Maintenant, il faut qu’on reste unis, qu’on soutienne les personnes qui ont été arrêtées et qu’on continue à dénoncer la campagne politique qu’ils comptent mener contre la gauche radicale. Sinon, quelque chose me dit qu’ils trouveront un bouc émissaire à mettre en prison pour un moment. Il devient également évident qu’ils ont désormais l’intention d’intensifier la collaboration entre les différents services de police européens, afin d’identifier au niveau international, grâce à Interpol ou aux bases de données des polices nationales, les visages et les photos de ceux qui n’ont pas encore été identifiés.

Pour finir, on aimerait avoir votre avis sur ce qui s’est passé à Hambourg par rapport à la préparation du contre-sommet et aux attentes que vous aviez.
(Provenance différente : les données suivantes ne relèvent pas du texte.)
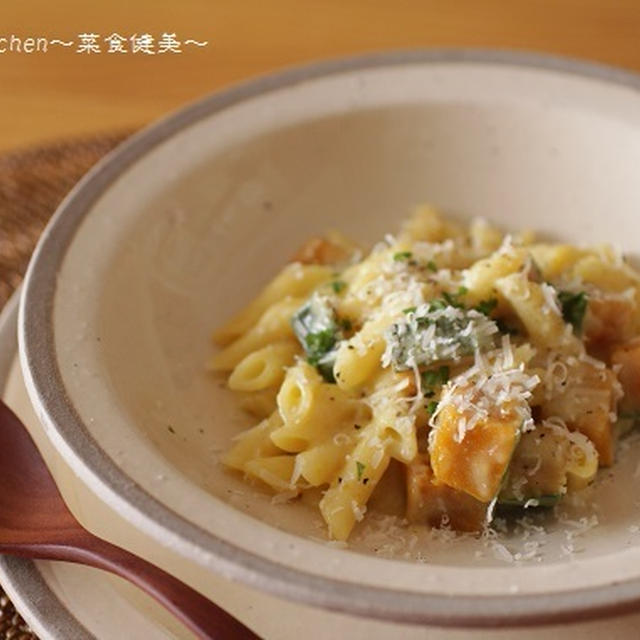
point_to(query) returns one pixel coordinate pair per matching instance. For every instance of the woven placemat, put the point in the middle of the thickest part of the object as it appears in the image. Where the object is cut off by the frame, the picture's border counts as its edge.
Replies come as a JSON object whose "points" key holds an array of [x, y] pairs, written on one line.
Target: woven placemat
{"points": [[32, 184]]}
Jesse : En fait, on a peut-être réussi à faire plus que ce à quoi on s’attendait. La guerre psychologique de l’État et de la police était aussi dans nos esprits. Par exemple, ils avaient dit qu’ils réussiraient à arriver en une minute dans n’importe quel endroit de la ville de Hambourg. Au final, c’était n’importe quoi mais, même à moi, ça m’a fait un peu peur. Tout compte fait, j’ai surtout été très touché par la variété et la diversité de la résistance de masse sur l’ensemble de ces journées. Et je dois avouer que la variété, la diversité et le pluralisme de notre résistance et de la lutte dont on a fait l’expérience ces jours-ci, des actions militantes aux blocages, de la rave au cornering, des performances théâtrales (1000 zombies) à la masse critique contre le G20, des émeutes à la grande manifestation qui a compté plusieurs milliers de personnes… Eh bien, cette hétérogénéité de pratiques a été notre force. Donc ne nous laissons pas diviser ni séparer, nous ne devons pas nous affaiblir. Continuons à discuter et à débattre.
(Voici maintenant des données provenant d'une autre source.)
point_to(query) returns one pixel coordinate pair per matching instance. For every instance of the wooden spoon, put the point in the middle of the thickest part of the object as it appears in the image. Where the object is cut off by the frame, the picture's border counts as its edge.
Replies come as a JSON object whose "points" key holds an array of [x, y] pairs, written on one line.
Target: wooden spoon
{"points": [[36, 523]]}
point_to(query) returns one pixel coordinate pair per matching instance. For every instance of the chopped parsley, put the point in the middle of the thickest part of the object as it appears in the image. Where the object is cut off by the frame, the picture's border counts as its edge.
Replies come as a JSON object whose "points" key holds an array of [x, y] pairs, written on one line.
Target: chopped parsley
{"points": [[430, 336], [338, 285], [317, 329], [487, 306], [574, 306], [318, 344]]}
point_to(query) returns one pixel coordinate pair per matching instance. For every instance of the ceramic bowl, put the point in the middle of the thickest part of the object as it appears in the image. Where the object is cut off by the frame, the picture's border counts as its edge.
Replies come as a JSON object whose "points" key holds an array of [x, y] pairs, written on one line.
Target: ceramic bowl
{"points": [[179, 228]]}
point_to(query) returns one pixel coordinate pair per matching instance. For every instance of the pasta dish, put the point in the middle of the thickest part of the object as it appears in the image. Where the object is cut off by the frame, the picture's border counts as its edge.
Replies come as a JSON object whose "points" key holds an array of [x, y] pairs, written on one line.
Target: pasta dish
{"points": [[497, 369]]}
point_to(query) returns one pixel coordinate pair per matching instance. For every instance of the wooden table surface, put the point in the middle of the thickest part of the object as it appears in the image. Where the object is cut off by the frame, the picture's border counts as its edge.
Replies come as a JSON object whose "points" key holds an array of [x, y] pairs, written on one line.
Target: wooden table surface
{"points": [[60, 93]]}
Andrea : Pour être honnêtes, nos attentes sont souvent différentes de nos souhaits, parce que nous ne sommes pas assez forts pour les faire devenir réalité. Mais, par exemple, pour la manifestation de jeudi, je pense que la plupart d’entre nous s’attendait à ce qu’il y ait une grande participation, ce qui a été le cas, et à ce que le rassemblement et la manifestation en soi soient bien organisés. À quelques jours du cortège, il devenait toujours plus évident qu’ils ne tolèreraient pas cette manifestation. Mais une chose est sûre, c’est qu’on ne s’attendait pas à une attaque aussi violente à ce moment-là, avant même que tout commence. Comme l’a également affirmé la coordination WELCOME2HELL, l’objectif du mouvement de contestation du G20 était d’interrompre ou d’empêcher l’événement, ou au moins de le perturber. En ce sens, on peut dire que nous avons atteint notre objectif. En revanche, personne ne pouvait s’imaginer les violences qui ont eu lieu le vendredi soir dans le quartier du Schanzenviertel. Il n’est pas surprenant qu’il y ait maintenant un débat général sur la violence, ni qu’il y ait un débat sur la violence au sein de la gauche. Mais je ne m’attendais clairement pas à ce qu’ils se fassent parmi les autonomes.

[135 personnes sont encore en prison : 6 italiens, 3 français, 2 russes, 2 hollandais, 1 autrichien, 1 suisse, 1 hongrois, 1 polonais, 1 tchèque, 1 sénégalais, 1 basque, 1 roumain, 1 serbe, auxquels il faut ajouter 13 allemands, dont 8 de Hambourg. 16 personnes ont été arrêtées mais libérées par la suite dont 1 grec, 1 vénézuelien, 1 turc, 1 hongrois et 12 allemands. Tous vivent ici, en Allemagne, et y ont leur résidence principale, ce qui fut l’un des motifs de leur libération avant les autres.